In other words, it’s important to come from a place of sharing what you think and how you feel instead of preaching or lecturing. The goal is to get their point of view and to see if you can listen from a place of empathy, says Stern. Then you can say, “I understand why that makes sense to you. Here’s what I hear. Here’s why I see it differently.”
4. Know your boundaries.
“Knowing your own limits—what is okay with you and what is not—is really important. As is having the courage to say what they are without being confrontational,” says Stern. “You don’t have to start a fight. Think of it as a conversation, not confrontation.”
If you feel caught off guard or like you’re at a standstill, Stern recommends saying the following:
“I appreciate how you feel.”
“I see how that makes sense to you. It doesn’t make sense to me.”
“I really understand how you came to that conclusion” or “I don’t understand how you came to that conclusion, but that’s okay. You are entitled to have that conclusion, but I can’t be around you if you’re not wearing a mask.”

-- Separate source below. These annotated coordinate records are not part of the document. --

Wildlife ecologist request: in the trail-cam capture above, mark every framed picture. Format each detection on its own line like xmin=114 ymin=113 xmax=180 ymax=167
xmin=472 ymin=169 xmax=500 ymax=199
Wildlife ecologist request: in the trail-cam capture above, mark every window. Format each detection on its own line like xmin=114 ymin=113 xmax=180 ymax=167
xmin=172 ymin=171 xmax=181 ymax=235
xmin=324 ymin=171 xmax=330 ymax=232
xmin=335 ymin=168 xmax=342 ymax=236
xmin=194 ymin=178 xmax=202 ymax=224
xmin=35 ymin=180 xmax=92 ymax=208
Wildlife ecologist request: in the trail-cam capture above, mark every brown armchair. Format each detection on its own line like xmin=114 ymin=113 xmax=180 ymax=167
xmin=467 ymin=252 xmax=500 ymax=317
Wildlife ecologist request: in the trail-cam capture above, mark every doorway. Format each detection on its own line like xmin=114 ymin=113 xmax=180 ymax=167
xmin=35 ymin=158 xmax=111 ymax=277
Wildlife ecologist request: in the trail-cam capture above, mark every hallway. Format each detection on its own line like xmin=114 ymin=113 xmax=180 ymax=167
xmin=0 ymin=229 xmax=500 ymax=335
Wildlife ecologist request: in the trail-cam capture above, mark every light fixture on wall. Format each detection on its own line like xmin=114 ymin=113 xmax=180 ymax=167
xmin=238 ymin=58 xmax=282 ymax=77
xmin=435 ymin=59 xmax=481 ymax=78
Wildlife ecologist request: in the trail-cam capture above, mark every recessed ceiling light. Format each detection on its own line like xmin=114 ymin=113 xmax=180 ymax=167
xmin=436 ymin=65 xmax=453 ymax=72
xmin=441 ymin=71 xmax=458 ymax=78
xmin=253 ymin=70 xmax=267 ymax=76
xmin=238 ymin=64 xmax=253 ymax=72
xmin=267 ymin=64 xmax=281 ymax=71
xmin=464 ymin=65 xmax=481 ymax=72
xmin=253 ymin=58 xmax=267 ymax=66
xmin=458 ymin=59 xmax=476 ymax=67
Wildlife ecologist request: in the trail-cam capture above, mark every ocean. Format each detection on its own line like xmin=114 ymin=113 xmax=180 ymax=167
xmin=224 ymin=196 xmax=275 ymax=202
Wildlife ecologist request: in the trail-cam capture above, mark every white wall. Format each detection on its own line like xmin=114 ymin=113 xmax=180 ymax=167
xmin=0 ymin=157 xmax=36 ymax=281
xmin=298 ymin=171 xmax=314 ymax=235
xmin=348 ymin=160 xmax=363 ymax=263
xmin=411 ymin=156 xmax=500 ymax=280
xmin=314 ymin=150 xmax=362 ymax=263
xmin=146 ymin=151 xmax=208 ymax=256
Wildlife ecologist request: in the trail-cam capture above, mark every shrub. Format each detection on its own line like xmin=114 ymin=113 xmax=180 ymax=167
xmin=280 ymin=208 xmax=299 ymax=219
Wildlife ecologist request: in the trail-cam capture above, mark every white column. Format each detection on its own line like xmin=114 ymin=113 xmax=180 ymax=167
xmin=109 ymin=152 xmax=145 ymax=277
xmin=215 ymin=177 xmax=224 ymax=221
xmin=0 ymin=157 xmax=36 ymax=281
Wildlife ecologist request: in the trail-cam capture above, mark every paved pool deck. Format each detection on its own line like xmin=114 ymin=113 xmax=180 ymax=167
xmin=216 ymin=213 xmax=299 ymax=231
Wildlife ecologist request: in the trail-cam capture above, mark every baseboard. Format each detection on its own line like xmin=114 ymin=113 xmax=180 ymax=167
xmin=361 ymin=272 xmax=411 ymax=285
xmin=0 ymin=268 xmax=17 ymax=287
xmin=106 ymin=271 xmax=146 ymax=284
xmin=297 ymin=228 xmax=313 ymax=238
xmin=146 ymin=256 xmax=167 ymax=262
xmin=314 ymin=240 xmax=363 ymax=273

“Let get together another time” or “Let’s make our next get-together a Zoom.”
On that note, if you’re making plans to hang out and are worried the other person isn’t going to follow health and safety precautions, it’s okay to draw a line—you have the choice to respectfully decline an invitation to come over for dinner.
You can also be clear about your boundaries upfront. Say, “I’d love to get lunch next week but only if we can go to an outdoor cafe and keep our masks on when we’re not eating.”
5. Be aware of your tone.
“Be mindful of your tone of voice, as well as your words, so that you’re less likely to sound judgmental or critical,” says Stern. “It’s a difficult time for everyone. We all are deserving of compassion and patience.”
Instead, try your best to come to the conversation with positivity and openness. “You might even say, ‘You know, this is hard for me. I care about you and I’m upset about this. I know you have the right to make your own decisions, but it would help me to better understand what lead you to decide not to wear a mask,’” says Stern.
6. Be realistic about your expectations.
No matter how daunting these types of conversations can seem, they don’t have to tear your relationship apart. “It’s challenging, but at the same time, it’s possible if you can really accept that people feel differently about things, events, and information,” says Stern.
If you can’t change a person’s mind, at the very least you might be able to plant a seed of change—just because somebody doesn’t put their mask on that very moment, that doesn’t mean that you haven’t made an impact at all. “As long as you say to yourself, ‘I’d love for this to be the outcome, but I’m going to have the conversation regardless of the outcome because I want them to hear my point of view and feelings even though I know I can’t control the other person,’” says Stern. Keep in mind the things you can control: You can share your feelings. You can share information. And you can control your own behavior.